I didn’t know that last week

1. Ask the students to remember the events of last week.
2. Tell them to write down the things they didn’t know that were at that moment, would happen, and had happened before, e.g.: Last week I didn’t know that I was pregnant / would marry this summer / had met my future husband.

New rules

1. Divide the class in groups of four. Each group is to create a rule to be followed in their conversation, e.g.: Nobody is allowed to speak before he has scratched his head.
2. Each group gets a topic to discuss and sends one spy to another group. His task is to find out a rule.
3. Each member of the group must speak 3 times in turn upon the topic obeying the rule of his group.

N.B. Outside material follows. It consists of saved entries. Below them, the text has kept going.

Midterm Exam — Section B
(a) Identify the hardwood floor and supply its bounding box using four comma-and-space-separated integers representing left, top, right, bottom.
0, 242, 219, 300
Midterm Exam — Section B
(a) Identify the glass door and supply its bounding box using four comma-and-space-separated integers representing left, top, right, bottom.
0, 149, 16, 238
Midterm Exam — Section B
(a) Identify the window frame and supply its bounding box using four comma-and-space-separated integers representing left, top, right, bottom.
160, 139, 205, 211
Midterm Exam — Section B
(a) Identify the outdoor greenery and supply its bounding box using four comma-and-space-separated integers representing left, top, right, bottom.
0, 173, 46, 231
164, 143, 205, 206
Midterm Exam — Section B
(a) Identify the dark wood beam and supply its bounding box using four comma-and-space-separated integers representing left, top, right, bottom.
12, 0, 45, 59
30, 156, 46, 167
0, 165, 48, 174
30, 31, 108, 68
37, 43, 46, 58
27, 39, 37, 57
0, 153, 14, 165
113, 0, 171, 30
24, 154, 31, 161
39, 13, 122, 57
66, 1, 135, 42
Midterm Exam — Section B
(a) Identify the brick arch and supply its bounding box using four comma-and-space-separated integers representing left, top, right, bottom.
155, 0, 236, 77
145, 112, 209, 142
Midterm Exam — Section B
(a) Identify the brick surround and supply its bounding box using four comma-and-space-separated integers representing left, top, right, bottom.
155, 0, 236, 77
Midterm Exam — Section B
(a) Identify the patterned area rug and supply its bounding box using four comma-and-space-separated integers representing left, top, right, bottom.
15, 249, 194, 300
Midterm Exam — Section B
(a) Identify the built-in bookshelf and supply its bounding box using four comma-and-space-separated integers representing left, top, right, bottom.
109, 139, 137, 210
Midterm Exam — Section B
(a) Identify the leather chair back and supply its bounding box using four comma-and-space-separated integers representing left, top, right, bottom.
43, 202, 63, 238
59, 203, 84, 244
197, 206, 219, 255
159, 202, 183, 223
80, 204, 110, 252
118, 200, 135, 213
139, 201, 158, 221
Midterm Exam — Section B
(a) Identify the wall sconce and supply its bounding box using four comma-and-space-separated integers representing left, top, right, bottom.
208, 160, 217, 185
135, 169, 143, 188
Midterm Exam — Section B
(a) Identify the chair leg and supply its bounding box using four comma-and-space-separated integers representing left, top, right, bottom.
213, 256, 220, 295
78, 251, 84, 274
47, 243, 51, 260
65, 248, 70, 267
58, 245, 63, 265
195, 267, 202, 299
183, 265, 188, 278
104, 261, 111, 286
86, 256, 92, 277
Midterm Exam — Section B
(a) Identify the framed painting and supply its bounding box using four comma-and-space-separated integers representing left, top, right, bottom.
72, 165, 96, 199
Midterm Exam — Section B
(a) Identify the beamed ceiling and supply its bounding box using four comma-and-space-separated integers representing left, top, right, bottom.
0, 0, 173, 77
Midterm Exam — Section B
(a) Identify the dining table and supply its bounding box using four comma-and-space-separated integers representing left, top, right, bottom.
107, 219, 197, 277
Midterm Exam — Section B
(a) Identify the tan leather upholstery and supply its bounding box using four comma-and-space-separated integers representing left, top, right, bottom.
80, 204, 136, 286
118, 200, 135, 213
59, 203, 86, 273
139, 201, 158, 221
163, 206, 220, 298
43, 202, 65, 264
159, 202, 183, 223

Then a spy goes to a different group and so on until he returns to his own and tells his observations.

Finishing conditional sentences

1. Give a sentence using the first conditional, describing one of a number of possible variations, preferably based on personal taste. For example: If I go to France this summer I will visit ... the Eiffel Tower. If I had a million dollars I would buy ... a luxury yacht.
2. Invite students to express their own variations: If I go to France this summer, I will visit the Eiffel Tower. If I go to France this summer, I will visit the Louvre. If I go to France this summer, I will visit the Opera.
3. If the activity is done in full class, students may later try to recall what other students' variations were: If I go to France this summer, I will visit… If feel very hungry this evening, will eat... If I have time next weekend, I will go to… If I have to write a story for homework, I will write about... If you come to my home, you will see ... If I go away on holiday this year ... If I lose all my money... If we get too much homework ... If my friend gets into trouble ... If we finish early today ... I'll eat my hat if ... This school will have to close if ... We will all be very happy if ... I will be rather disappointed if ... Will you help me if …

Random dictionary

1. You need an English monolingual dictionary. You ask the stu­dents to call out any number which falls between the first and last page (e.g. 251). You turn to the page named, then ask for any number between 1 and 20 (e.g. 15). You now look up the fif­teenth headword on the page. If this turns out to be a function word (e.g. a preposition), the next content word on the page (preferably a noun or a verb) is taken. The students write this word down. The procedure is then repeated five times. All students should now have five words chosen at random from the dictionary.
2. They now form groups of four. Each group is to use the words to work out a story line which can be acted as a sketch for another group.